5. Competing Technologies and Systems
Other technologies conceived for the same aims can be subdivided into three groups: Technologies based on Qualitatively Simpler Technologies, technologies which are Qualitatively Competitive, but Practically Less Handy We will shortly state our position to these technologies.
5.1. Qualitatively Simpler Technologies
•Score systems implicitly make strong independence assumptions between the variables. As a consequence, these systems cannot handle dependencies between different variables or different illnesses (as PIT is able to do). Technically, we can transform every Score system in a system working with PIT (but not the other way round) (see Sch00).
•Decision Trees also represent tools which learn from data and not from expert knowledge. Decision Trees are not applicable if certain information necessary for branching is missing and Decision Trees also require the information in a fixed order.
•As the well known neural networks are based on data, they do not offer a general solution for reading and combining knowledge from different sources, e.g. data bases and human experts.
•Derivatives of classical logic (e.g. default logic) (which work by chaining rules to infer new statements), do not fully support the necessary features of context sensitivity and missing truth functionality.
Examples of such systems and their problems can be found in Poo89, McD87.
•As Fuzzy Logic is truth functional (i.e. it calculates the values of complex expressions by those of its parts), it cannot handle specifications as described in Example 3). Consequently, since different knowledge about dependencies cannot be expressed by using fuzzy logic, and since we expect this kind of knowledge to play an important role (as it can be expressed by frequency knowledge), we cannot use this logic for our goals.
5.2. Qualitatively Competitive, but Practically Less Handy Approaches
•Bayesian Networks are an advanced way of representing and retrieving uncertain knowledge, which makes extended use of probability theory. They may be based on data (and automatically learn the rules and the independence structure from data) or based on expert rules.
◦Bayesian Networks based on Data
For several years, a growing community works on the topic of learning Bayesian Networks from data.
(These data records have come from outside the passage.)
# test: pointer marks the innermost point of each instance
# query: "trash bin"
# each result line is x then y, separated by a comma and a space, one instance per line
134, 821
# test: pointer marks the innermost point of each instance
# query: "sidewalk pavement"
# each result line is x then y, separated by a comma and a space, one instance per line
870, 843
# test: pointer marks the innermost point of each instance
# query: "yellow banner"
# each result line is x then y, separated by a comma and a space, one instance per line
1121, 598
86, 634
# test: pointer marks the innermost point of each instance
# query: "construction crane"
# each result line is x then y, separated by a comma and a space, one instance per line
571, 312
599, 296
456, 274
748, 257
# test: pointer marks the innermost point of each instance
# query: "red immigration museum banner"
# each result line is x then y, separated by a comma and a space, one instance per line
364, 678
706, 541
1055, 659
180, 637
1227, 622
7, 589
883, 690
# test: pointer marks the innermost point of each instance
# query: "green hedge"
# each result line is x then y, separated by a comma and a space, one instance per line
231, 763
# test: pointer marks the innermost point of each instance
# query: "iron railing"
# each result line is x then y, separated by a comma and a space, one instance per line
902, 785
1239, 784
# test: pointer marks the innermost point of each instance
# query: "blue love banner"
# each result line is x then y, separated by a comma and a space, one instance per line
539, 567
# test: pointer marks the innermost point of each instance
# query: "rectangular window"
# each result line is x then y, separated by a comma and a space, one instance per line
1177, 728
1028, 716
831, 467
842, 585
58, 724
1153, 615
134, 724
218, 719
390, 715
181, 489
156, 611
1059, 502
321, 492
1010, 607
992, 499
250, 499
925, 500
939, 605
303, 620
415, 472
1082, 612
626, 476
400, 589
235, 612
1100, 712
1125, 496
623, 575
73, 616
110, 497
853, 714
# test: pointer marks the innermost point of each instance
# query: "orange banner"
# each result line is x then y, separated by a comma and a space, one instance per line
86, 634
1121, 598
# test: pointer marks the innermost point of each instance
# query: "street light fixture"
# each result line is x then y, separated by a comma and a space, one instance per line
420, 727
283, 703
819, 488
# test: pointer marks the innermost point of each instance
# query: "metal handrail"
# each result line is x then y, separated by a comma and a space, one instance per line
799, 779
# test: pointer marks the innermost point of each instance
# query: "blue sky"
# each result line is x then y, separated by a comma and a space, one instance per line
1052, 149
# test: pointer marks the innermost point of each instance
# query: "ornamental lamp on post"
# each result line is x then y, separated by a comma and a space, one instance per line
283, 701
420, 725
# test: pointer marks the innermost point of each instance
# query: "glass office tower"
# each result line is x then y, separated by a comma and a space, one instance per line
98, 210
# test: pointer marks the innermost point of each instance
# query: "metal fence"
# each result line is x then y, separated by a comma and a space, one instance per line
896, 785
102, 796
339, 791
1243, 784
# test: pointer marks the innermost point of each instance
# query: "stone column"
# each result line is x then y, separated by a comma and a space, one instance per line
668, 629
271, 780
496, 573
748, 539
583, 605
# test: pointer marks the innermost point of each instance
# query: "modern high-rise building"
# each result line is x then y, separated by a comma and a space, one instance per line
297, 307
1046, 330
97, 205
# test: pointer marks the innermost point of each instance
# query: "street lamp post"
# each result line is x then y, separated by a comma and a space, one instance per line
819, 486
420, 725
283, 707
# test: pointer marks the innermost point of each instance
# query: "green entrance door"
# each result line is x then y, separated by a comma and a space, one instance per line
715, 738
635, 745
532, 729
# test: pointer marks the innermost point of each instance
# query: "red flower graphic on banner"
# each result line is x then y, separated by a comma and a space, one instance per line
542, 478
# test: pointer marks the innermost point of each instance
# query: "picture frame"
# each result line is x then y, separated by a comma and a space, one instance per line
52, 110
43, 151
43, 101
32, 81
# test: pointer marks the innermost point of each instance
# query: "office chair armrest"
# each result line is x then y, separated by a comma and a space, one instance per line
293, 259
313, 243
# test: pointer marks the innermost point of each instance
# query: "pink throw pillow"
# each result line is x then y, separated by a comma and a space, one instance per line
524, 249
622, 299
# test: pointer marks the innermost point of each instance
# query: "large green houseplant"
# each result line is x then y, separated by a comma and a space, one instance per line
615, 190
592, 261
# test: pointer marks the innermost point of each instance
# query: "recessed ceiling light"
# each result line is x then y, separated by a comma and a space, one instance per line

However, in many applications the necessary knowledge cannot be determined form data alone, and human expert knowledge must be taken into account as well.
◦Bayesian Networks based on Expert Knowledge
If we use the Bayesian Network language for the representation of the experts' knowledge, the specification has to be complete, i.e. the expert has to fully specify the independence relationships and all the conditional probabilities of the structure, which is very likely more than the expert can provide. Here, the language of PIT offers a more general solution as it allows to specify arbitrary sets of constraints (in its language) and does not demand to specify any independence structure (see also Luk00).
No rapid prototyping:
In case of modelling expert knowledge with Bayesian Networks such knowledge has to be structured manually, which is more time consuming and costly than the automatic construction of a probability model by PIT.
No incremental update:
For the same reason, if new expert knowledge becomes available, the structure of a Bayesian Network must be manually reelaborated, while with PIT we just input the new knowledge and the update is done automatically.
Graphical Overview of a Standard PIT Application
Examples
Sub-Sections:
Probabilistic Reasoning : example of reasoning with MaxEnt compared with classical (monotonic) reasoning.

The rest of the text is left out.